Strangers with Candy is an American comedy television series produced by Comedy Central. It first aired on April 7, 1999, and concluded its third and final season on October 2, 2000. Its timeslot was Sundays at 10:00 p.m. (ET). A prequel film of the same name was released in 2006. As of 2022, it is available to watch on Paramount+.

Plot
The series' main character, Geraldine Antonia "Jerri" Blank (played by Amy Sedaris), was a "junkie whore"/runaway returning to high school as a freshman at age 46 at the fictional Flatpoint High School (home of the Concrete Donkeys) in the town of Flatpoint.

Jerri ran away from home and became "a boozer, a user, and a loser" after dropping out of high school as a teenager, supporting her drug habits through prostitution, stripping, and larceny. She has been to prison several times, the last time because she "stole the TV."

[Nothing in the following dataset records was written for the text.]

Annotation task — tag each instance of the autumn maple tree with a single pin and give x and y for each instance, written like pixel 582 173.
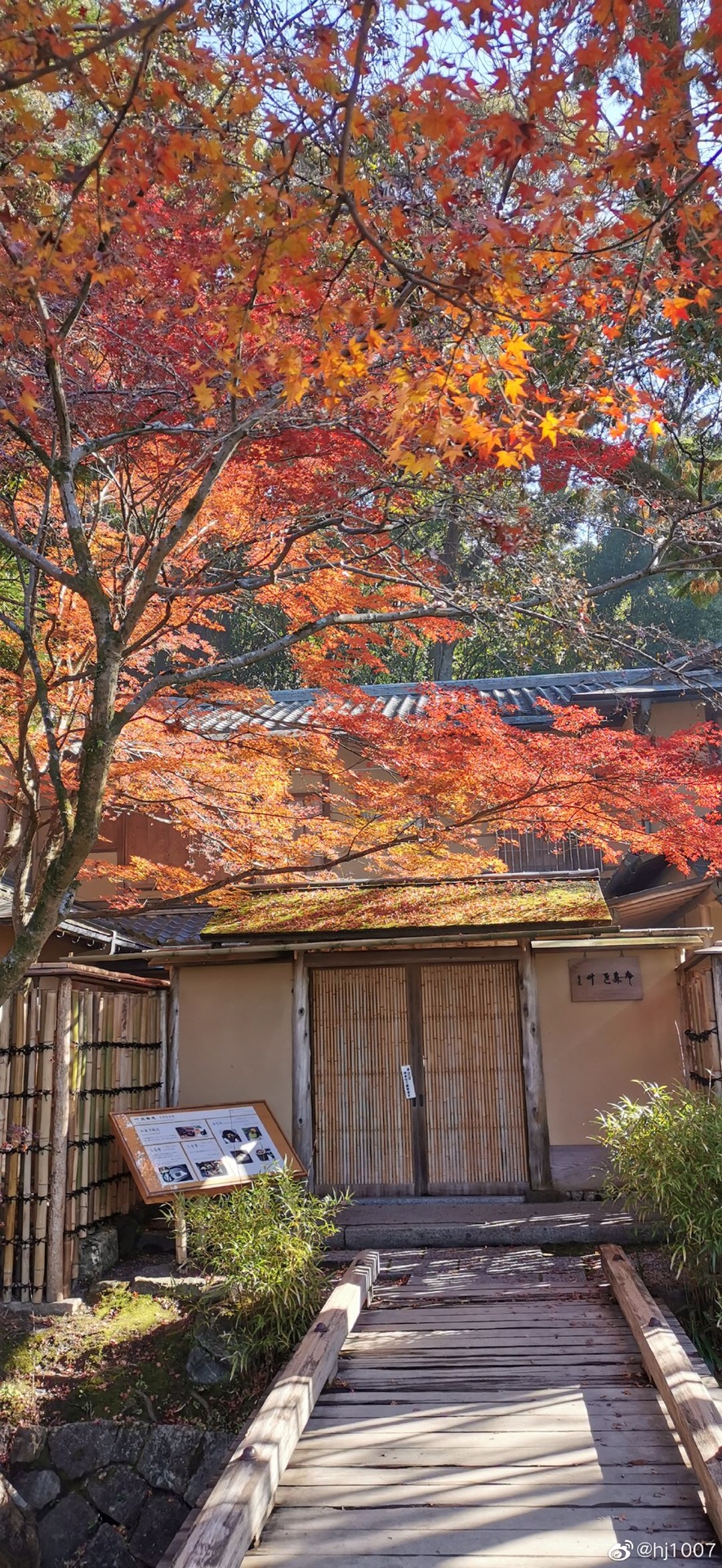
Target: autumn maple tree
pixel 265 279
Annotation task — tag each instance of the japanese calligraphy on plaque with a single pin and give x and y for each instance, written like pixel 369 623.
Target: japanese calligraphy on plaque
pixel 606 978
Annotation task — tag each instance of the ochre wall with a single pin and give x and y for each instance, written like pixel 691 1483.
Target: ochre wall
pixel 236 1036
pixel 594 1051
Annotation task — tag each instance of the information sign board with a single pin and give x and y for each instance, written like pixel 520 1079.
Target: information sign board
pixel 201 1148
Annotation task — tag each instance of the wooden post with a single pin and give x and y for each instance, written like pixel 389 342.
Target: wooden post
pixel 693 1409
pixel 59 1145
pixel 716 966
pixel 160 1031
pixel 534 1073
pixel 175 1039
pixel 180 1230
pixel 301 1134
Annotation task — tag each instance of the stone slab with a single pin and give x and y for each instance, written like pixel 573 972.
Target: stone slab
pixel 66 1529
pixel 66 1308
pixel 479 1222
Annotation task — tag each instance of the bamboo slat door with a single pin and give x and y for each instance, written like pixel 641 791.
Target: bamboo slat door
pixel 363 1125
pixel 475 1082
pixel 459 1029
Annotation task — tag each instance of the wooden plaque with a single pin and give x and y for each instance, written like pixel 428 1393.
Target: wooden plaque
pixel 201 1148
pixel 606 979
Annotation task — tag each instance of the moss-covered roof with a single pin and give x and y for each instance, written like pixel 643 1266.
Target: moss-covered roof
pixel 407 908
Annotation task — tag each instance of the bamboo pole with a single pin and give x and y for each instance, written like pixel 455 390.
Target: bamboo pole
pixel 47 1000
pixel 162 1039
pixel 16 1107
pixel 30 1121
pixel 59 1143
pixel 5 1080
pixel 175 1040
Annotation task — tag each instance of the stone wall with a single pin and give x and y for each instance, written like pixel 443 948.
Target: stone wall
pixel 112 1494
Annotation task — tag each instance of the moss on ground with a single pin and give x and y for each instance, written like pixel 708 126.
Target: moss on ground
pixel 123 1358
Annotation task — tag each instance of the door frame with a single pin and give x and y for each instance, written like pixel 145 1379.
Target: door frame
pixel 537 1126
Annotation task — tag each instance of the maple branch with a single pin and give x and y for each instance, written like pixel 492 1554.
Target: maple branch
pixel 41 562
pixel 368 13
pixel 178 679
pixel 63 63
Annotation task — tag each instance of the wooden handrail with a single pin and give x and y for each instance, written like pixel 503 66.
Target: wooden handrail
pixel 689 1404
pixel 236 1510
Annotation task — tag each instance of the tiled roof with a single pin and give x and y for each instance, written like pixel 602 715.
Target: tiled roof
pixel 151 927
pixel 520 698
pixel 484 903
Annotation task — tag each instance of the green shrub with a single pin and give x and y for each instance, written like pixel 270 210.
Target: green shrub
pixel 666 1160
pixel 265 1241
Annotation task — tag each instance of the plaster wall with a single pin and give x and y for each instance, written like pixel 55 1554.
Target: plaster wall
pixel 594 1051
pixel 236 1041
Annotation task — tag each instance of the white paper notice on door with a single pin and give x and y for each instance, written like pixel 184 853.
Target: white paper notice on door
pixel 408 1082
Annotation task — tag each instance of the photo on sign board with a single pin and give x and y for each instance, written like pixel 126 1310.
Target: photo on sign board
pixel 228 1126
pixel 211 1169
pixel 173 1175
pixel 201 1150
pixel 156 1129
pixel 165 1155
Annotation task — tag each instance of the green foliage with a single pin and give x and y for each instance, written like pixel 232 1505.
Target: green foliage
pixel 265 1241
pixel 666 1160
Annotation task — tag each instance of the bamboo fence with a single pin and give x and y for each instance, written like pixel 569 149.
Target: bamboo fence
pixel 701 988
pixel 76 1043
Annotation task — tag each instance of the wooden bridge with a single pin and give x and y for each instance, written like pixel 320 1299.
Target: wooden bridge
pixel 488 1409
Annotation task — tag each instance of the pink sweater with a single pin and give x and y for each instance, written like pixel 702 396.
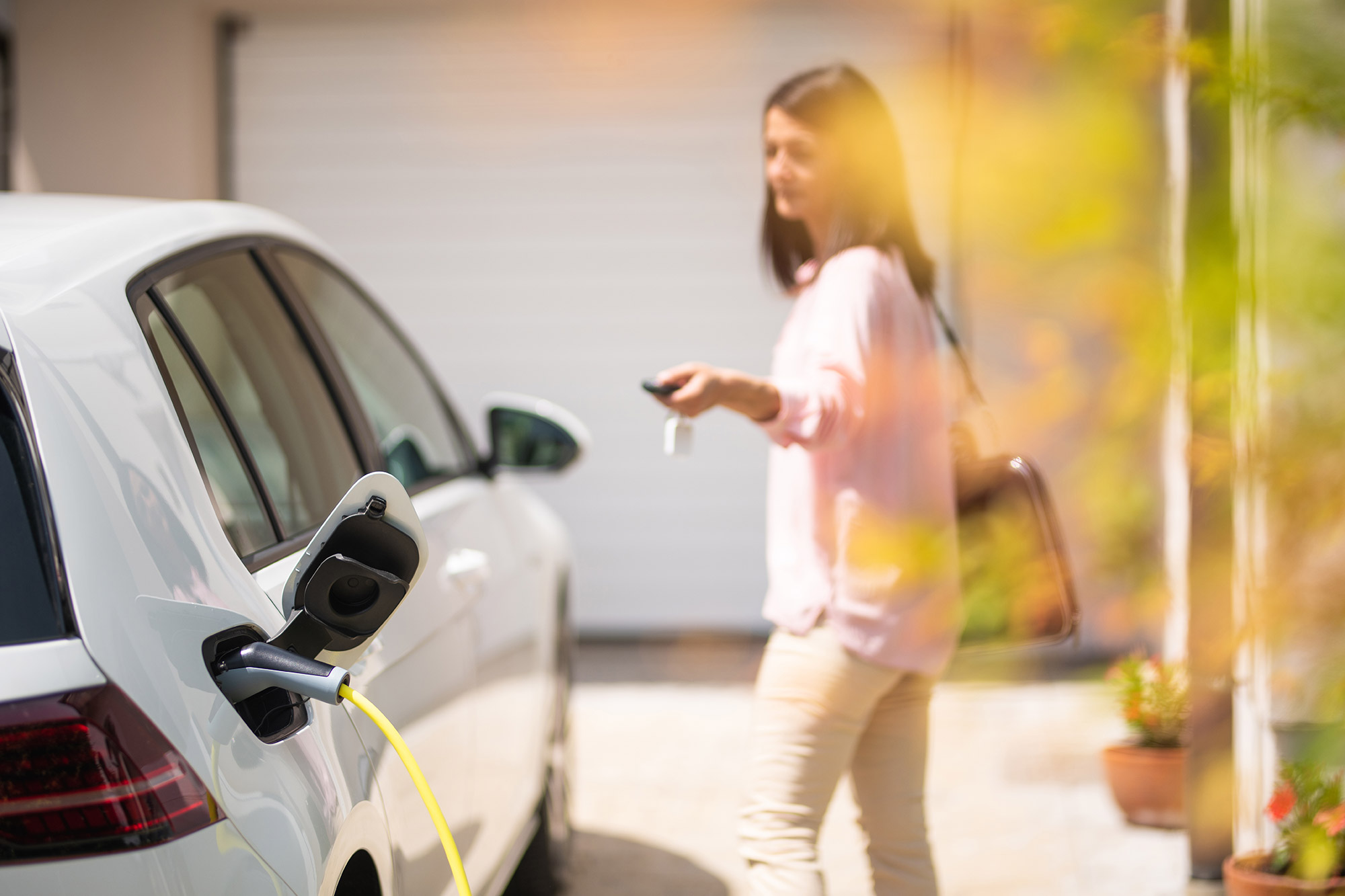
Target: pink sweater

Every episode features a warped theme or moral lesson and ends with the cast and other featured actors from the episode dancing. The last episode features Flatpoint being turned into a strip mall because the show was cancelled to make room for a TV show called Strip Mall.

Development

The series was first envisioned by Amy Sedaris as a parody of after school specials. While she was putting together a pitch for her series, her friends Paul Dinello and Stephen Colbert watched a bootleg copy of a Scared Straight!–type public-service film called The Trip Back, in which motivational speaker Florrie Fisher recalled (among other things) her days as a New York prostitute to a group of high-school students. Seeing that Fisher strongly resembled their friend Amy Sedaris, they showed her a copy of the tape and, suitably impressed with Sedaris's imitation of Fisher, began developing a series based around the idea of Fisher going back to high school herself. Much of Jerri's past is taken from anecdotes in The Trip Back, some of which are also in Fisher's autobiography, The Lonely Trip Back. Several lines of dialogue in the series were taken verbatim from Fisher's public-service film.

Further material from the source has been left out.